Many years ago when I was a member of the bird-watching fraternity in New York’s Central Park the prospect of a “wave day” – which saw the arrival of unusually high numbers of migrating birds – got the telephone wires buzzing in pre-mobile days.
Central Park is on the Eastern American Flyway and when winds blew from the south during the spring migration birders grew excited. Millions of birds travelling from as far south as Brazil would be on the move, making their way along the eastern seaboard to Canada in the far north. With favourable weather at the height of migration time – usually in the last weeks of May – it was possible to spot 100 species in Central Park, which is about half the number commonly seen in Tasmania.

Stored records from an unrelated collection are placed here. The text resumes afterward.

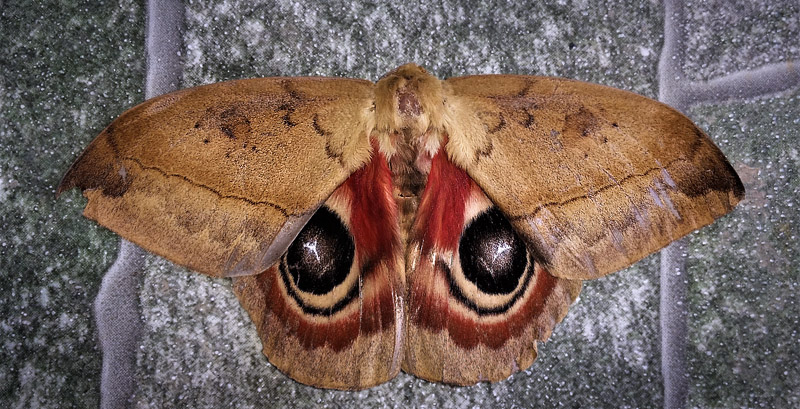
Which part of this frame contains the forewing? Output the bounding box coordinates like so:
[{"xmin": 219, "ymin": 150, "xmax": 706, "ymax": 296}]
[
  {"xmin": 58, "ymin": 78, "xmax": 373, "ymax": 276},
  {"xmin": 446, "ymin": 75, "xmax": 744, "ymax": 279}
]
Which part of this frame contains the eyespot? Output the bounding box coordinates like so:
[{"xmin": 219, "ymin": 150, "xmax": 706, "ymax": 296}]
[
  {"xmin": 458, "ymin": 207, "xmax": 528, "ymax": 294},
  {"xmin": 285, "ymin": 206, "xmax": 355, "ymax": 295}
]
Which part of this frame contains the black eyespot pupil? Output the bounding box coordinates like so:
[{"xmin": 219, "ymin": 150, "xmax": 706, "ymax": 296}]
[
  {"xmin": 286, "ymin": 206, "xmax": 355, "ymax": 295},
  {"xmin": 458, "ymin": 207, "xmax": 527, "ymax": 294}
]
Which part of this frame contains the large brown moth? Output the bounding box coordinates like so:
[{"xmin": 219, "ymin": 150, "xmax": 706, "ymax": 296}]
[{"xmin": 58, "ymin": 64, "xmax": 744, "ymax": 389}]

These days, living in a city which clearly does not have the same volume of migrants found in North America, my birding ambitions are a little more constrained but it is still possible to witness a wave day in the Hobart area, even if it is on a smaller scale.
Such a day occurred earlier this month when our own migration of birds heading towards Bass Strait and the mainland was underway.
After an Indian summer with temperatures touching 30 degrees, a sudden cold snap bit which told the migrants – mainly insect-eaters – that it was time to move to warmer climes. A bright sunny day, with south-westerly winds to help carry the birds north, indicated it could be a good day for birding.
I walked the Pipeline Track from the Waterworks Valley to below Fern Tree, stopping at a location which overlooks the upper Sandy Bay Rivulet. This is always a good place for a range of birds inhabiting the stream-bank, the understorey and the upper canopy of the eucalypt forests on the south-eastern slopes of kunanyi/Mt Wellington.
The gully holding the rivulet proved to be alive with grey fantails, hawking insects spiralling above the riparian vegetation hugging the stream-bank. About 20 fantails flitted about my head, either flying to overhanging perches of dogwood and silver wattle to crunch their winged food, or descending in feathery spirals of their own to land on rocks in the rivulet, to sip its cool waters.
I hadn’t seen that many fantails all summer and it was good to see such great numbers, young birds among them.
Not all fantails migrate to the mainland – about half the population stays to brave the Tasmanian winter – but it was clear that the birds I was watching were on the move. During the course of the morning they slowly flew north along the rivulet, following it into the Waterworks Valley.
It was not only fantails on the move. Big flocks of silvereyes could also be seen, picking at the last of the fruits of the native cherries.
And amid the exited twitter of the silvereyes, I could also hear the “pick-it-up” notes of the striated pardalotes higher up in the peppermint gums. The pardalotes were seeking insects in the canopy to fuel muscles for an arduous migratory journey, which takes these tiny birds as far north as southern Queensland. It would be the last pardalote song I’d hear until the coming of spring.